Project Aperta: enabling cross-border interconnectivity through open finance interoperability

Updated 29 May 2026
Cross-border finance remains more challenging than the movement of people, goods, and services. While open banking and open finance frameworks have transformed domestic markets in around 95 jurisdictions, their benefits rarely extend across borders. Differences in technical standards, data formats, and trust frameworks often impair the seamless exchange of financial data and API-based services between countries. These frameworks have delivered clear benefits inside individual countries, including greater competition, innovation, and financial inclusion (BIS Paper: Opening doors to open finance: evidence from the international experience). Moving financial data and using APIs across borders remains difficult. Domestic frameworks use different technical standards, data formats, and trust frameworks. As a result, businesses – especially small and medium-sized enterprises (SMEs) – frequently encounter repeated manual checks, duplicated document submissions, lengthy onboarding processes, and limited access to overseas accounts, credit, and trade finance.
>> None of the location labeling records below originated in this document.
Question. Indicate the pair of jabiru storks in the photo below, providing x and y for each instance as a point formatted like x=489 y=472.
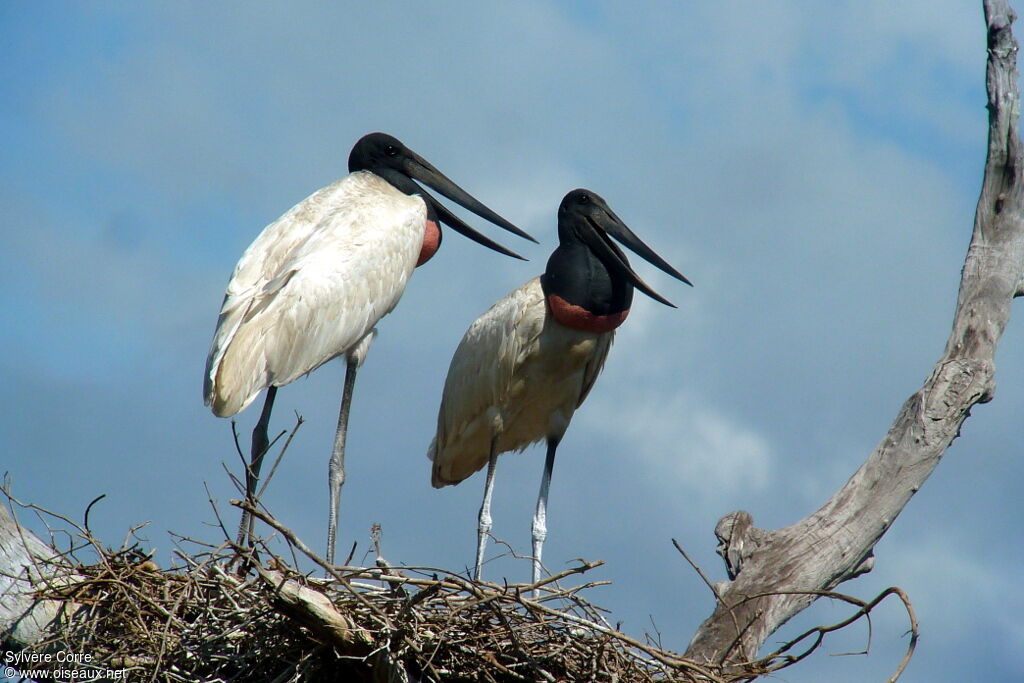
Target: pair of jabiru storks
x=316 y=281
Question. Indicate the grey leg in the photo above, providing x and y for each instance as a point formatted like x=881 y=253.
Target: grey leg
x=260 y=444
x=336 y=468
x=541 y=516
x=483 y=527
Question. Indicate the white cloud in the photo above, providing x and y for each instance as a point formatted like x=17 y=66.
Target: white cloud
x=682 y=443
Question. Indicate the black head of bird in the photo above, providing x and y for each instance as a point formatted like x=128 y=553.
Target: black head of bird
x=386 y=157
x=588 y=269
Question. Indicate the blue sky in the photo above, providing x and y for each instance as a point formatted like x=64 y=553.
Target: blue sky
x=812 y=169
Project Aperta, led by the Bank for International Settlements (BIS), tackled this challenge by designing, developing and testing a prototype for cross-border open finance interconnectivity via application programming interfaces (APIs) – a "network of networks" that connects existing domestic networks through a neutral interoperability layer. The prototype connected the open finance networks of the United Kingdom, the United Arab Emirates, Brazil, Hong Kong, and India.
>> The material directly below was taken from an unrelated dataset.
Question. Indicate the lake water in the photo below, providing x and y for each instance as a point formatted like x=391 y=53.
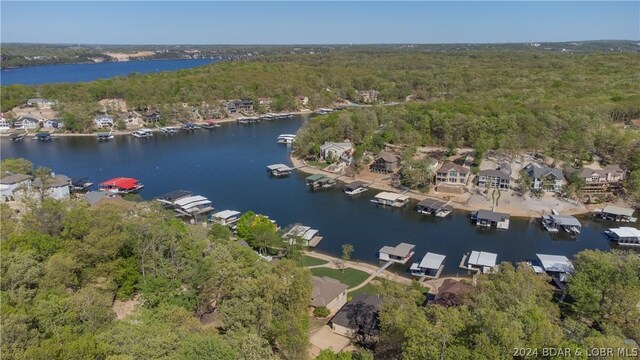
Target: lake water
x=228 y=166
x=33 y=75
The project was carried out by the BIS Innovation Hub (BISIH) in collaboration with the Hong Kong Monetary Authority, the Central Bank of Brazil, the Central Bank of the United Arab Emirates, and the Financial Conduct Authority of the United Kingdom, together with participation from the Global Legal Entity Identifier Foundation (GLEIF), the International Chamber of Commerce Digital Standards Initiative (ICC DSI), and the Hong Kong University Standard Chartered Foundation FinTech Academy. The prototype was tested together with private-sector commercial banks and fintechs.
Project Aperta supports key priorities for central banks by advancing secure, interoperable cross-border open finance infrastructure that can promote the smooth functioning of payment and data systems, as well as greater efficiency and resilience across jurisdictions. Open finance falls within the mandates of many central banks, and Project Aperta aims to extend the value of domestic open finance internationally in a secure and interoperable way.
A foundation for a more interconnected global finance
Project Aperta delivered a successful proof of concept for a multilateral open finance network, involving multiple jurisdictions in the joint development and testing of a common prototype. It lays a foundation for more efficient global trade, stronger SME participation in international markets, and a new wave of inclusive, re-globalised finance.
All architectural blueprints, translation protocols, trust framework designs, reference code, and data models have been developed as open, reusable public goods, ready for other jurisdictions and scheme operators to adopt and build upon.